Locating libraries at runtime
Loaders for shared libraries vary widely in functionality. Some depend on the executable storing explicit paths to the libraries. Any change to the library naming or layout of the file system will cause these systems to fail. More commonly, only the name of the library (and not the path) is stored in the executable, with the operating system supplying a method to find the library on disk, based on some algorithm.
If a shared library that an executable depends on is deleted, moved, or renamed, or if an incompatible version of the library is copied to a place that is earlier in the search, the executable would fail to load. This is called dependency hell, existing on many platforms. The (infamous) Windows variant is commonly known as DLL hell. This problem cannot occur if each version of each library is uniquely identified and each program references libraries only by their full unique identifiers. The "DLL hell" problems with earlier Windows versions arose from using only the names of libraries, which were not guaranteed to be unique, to resolve dynamic links in programs. (To avoid "DLL hell", later versions of Windows rely largely on options for programs to install private DLLs—essentially a partial retreat from the use of shared libraries—along with mechanisms to prevent replacement of shared system DLLs with earlier versions of them.)
Microsoft Windows
Microsoft Windows checks the registry to determine the proper place to load DLLs that implement COM objects, but for other DLLs it will check the directories in a defined order. First, Windows checks the directory where it loaded the program (private DLL[17]); any directories set by calling the SetDllDirectory()
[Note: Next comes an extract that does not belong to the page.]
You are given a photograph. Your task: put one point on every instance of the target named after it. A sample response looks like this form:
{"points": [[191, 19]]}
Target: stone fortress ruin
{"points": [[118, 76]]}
function; the System32, System, and Windows directories; then the current working directory; and finally the directories specified by the PATH environment variable.[21] Applications written for the .NET Framework (since 2002), also check the Global Assembly Cache as the primary store of shared dll files to remove the issue of DLL hell.
OpenStep
OpenStep used a more flexible system, collecting a list of libraries from a number of known locations (similar to the PATH concept) when the system first starts. Moving libraries around causes no problems at all, although users incur a time cost when first starting the system.
Unix-like systems
Most Unix-like systems have a "search path" specifying file-system directories in which to look for dynamic libraries. Some systems specify the default path in a configuration file, others hard-code it into the dynamic loader. Some executable file formats can specify additional directories in which to search for libraries for a particular program. This can usually be overridden with an environment variable, although it is disabled for setuid and setgid programs, so that a user can't force such a program to run arbitrary code with root permissions. Developers of libraries are encouraged to place their dynamic libraries in places in the default search path. On the downside, this can make installation of new libraries problematic, and these "known" locations quickly become home to an increasing number of library files, making management more complex.
Dynamic loading
Dynamic loading, a subset of dynamic linking, involves a dynamically linked library loading and unloading at runtime on request. Such a request may be made implicitly or explicitly. Implicit requests are made when a compiler or static linker adds library references that include file paths or simply file names. Explicit requests are made when applications make direct calls to an operating system's API.
Most operating systems that support dynamically linked libraries also support dynamically loading such libraries via a run-time linker API. For instance, Microsoft Windows uses the API functions LoadLibrary
, LoadLibraryEx
, FreeLibrary
and GetProcAddress
with Microsoft Dynamic Link Libraries; POSIX-based systems, including most UNIX and UNIX-like systems, use dlopen
, dlclose
and dlsym
. Some development systems automate this process.
Object libraries
Although originally pioneered in the 1960s, dynamic linking did not reach operating systems used by consumers until the late 1980s. It was generally available in some form in most operating systems by the early 1990s. During this same period, object-oriented programming (OOP) was becoming a significant part of the programming landscape. OOP with runtime binding requires additional information that traditional libraries don't supply. In addition to the names and entry points of the code located within, they also require a list of the objects they depend on. This is a side-effect of one of OOP's core concepts, inheritance, which means that parts of the complete definition of any method may be in different places. This is more than simply listing that one library requires the services of another: in a true OOP system, the libraries themselves may not be known at compile time, and vary from system to system.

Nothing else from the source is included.